Jen Karetnick
​Image by Alexander Krivitskiy from Unsplash                                                                                    

Jen Karetnick's fourth full-length book is the 2021 CIPA EVVY Gold Medal winner The Burning Where Breath Used to Be (David Robert Books, September 2020). Forthcoming books include Hunger Until It's Pain (Salmon Poetry, spring 2023) and the chapbook What Forges Us Steel: The Judge Judy Poems (Alternating Current Press). She has won the Tiferet Writing Contest for Poetry, Split Rock Review Chapbook Competition, Hart Crane Memorial Prize, and Anna Davidson Rosenberg Prize, among others, and received fellowships from the Vermont Studio Center, Artists in Residence in the Everglades, the Deering Estate, Maryland Transit Authority, and elsewhere. Co-founder and managing editor of SWWIM Every Day, she has had work recently or forthcoming in American Poetry Review, Another Chicago MagazineCrab Creek ReviewCutthroatDIAGRAMJet Fuel ReviewNotre Dame ReviewThe Penn ReviewRuminateTar River PoetryTerrain.org, and elsewhere. See jkaretnick.com.
Pretzel


When the endocrinologist asks if I am anorexic I think 
about how in college I would use my two obverse teeth 
to nibble the crystallized salt off the cement of a sourdough 
twist, then quietly heave it in the trash rather than let 
the sand of it, crushed and sodden, enjamb my molars.
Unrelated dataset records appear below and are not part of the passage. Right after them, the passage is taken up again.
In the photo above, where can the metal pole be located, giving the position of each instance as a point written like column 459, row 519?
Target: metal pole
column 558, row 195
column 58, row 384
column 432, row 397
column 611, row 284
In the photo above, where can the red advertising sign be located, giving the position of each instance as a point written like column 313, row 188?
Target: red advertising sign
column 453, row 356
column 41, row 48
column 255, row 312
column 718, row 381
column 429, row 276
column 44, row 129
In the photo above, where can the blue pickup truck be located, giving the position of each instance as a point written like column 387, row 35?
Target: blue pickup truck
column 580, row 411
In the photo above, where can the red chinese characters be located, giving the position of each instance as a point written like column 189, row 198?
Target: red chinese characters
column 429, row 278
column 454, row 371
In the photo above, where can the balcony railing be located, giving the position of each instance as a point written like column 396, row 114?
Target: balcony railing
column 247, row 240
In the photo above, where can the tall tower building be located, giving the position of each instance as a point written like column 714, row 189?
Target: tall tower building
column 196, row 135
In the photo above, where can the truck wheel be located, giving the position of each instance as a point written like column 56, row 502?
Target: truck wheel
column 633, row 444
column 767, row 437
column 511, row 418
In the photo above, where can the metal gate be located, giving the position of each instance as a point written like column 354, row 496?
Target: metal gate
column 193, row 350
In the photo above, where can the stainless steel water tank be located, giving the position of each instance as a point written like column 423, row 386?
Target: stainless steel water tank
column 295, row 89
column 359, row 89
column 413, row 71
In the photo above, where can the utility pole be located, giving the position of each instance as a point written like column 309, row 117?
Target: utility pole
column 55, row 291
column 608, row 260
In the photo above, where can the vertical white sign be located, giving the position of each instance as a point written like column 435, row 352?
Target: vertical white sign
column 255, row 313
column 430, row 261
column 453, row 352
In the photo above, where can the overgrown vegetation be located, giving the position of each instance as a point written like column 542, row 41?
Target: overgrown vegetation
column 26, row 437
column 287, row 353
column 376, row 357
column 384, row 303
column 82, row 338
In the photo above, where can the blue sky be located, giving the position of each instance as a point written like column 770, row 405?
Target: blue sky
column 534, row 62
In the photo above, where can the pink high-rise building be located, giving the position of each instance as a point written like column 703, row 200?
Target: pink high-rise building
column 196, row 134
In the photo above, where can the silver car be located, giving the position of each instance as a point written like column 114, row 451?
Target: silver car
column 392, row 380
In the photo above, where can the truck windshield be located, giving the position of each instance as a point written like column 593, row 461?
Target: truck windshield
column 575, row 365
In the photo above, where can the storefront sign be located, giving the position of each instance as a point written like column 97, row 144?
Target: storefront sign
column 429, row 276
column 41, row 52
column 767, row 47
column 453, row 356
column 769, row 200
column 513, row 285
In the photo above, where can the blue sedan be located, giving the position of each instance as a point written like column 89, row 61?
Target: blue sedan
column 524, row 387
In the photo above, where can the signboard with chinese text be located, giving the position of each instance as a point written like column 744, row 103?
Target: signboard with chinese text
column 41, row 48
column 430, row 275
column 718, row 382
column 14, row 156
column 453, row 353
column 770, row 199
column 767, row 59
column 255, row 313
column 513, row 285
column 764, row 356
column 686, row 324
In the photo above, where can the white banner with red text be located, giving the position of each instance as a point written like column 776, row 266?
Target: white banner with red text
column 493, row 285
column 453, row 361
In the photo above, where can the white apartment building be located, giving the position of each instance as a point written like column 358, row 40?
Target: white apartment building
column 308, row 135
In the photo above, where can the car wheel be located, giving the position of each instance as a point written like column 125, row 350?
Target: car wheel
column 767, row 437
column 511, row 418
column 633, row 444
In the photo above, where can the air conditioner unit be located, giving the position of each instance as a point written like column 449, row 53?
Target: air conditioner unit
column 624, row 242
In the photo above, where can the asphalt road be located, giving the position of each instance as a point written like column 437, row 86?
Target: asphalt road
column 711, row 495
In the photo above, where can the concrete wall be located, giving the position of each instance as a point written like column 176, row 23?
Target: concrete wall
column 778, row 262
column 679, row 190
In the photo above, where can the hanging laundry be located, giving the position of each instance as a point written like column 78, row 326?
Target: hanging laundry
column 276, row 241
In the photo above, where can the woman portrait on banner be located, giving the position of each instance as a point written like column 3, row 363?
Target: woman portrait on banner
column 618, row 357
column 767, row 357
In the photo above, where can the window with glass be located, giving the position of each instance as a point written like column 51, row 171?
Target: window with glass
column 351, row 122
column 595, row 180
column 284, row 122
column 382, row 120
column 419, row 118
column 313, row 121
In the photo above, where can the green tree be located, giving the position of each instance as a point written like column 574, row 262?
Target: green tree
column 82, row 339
I think about how, anxious in high school, I would skip 
weekday meals, cycle my ten-speed ten miles, make a pit 
stop at the 7-Eleven to buy a diet soda and a fat thumb 
of pickle, tongs aimed at the smallest, quick-salted cuke 
bobbing in a plastic jug the size of a wheel. About the 

Saturdays and Sundays organizing workouts to burn off 
a solo pop-top jar of baby shrimp floating in cocktail’s 
plasma zing. Sit-ups in my room. Foot always tapping in 
vivacissimo rhythms for acquiring additional caloric 
burn. Salt in, salt out—an axiom toward a calcium and

collagen reveal. How could I know my body would pare
away like a canyon as I aged, like a leg of a peninsula licked 
and chewed by waves. How carved and fixed I would become, 
landscape of immeasurable disease. Decades away, I claim 
such urges are gone, even as memories jog back. She quizzes 

me anyway on my diet. Walks me over to be re-weighed. 
Maybe the nurse was wrong, she says, then exclaims about
my BMI, juries the medications I take to maintain status quo, 
scolds me about my spongy bones, reclaimed from brine. 
She wants me to see myself through her eyes—sunken, sieved,

coral for tropical fish—failing to find my job as food critic 
ironic, insisting this quixotic knot is of my own tying. So 
again I look to snacks thought up by Italian monks, built into 
praying arms, crux of flour and fluid and salt. Or a braid, a slim 
stick, a rod, Catholic kazoo I hum any starvation through, 

thanks to Swiss immigrants who brought them to North America 
in the nineteenth century to hunt on Easter morning, proxy cadavers
for Jesus. These days it’s not my hunger that’s apparent, it’s how 
I satisfy it with wheat harvested by Midwestern combines, the grit 
and crunch I take on so brazen that no one need equate it with disorder.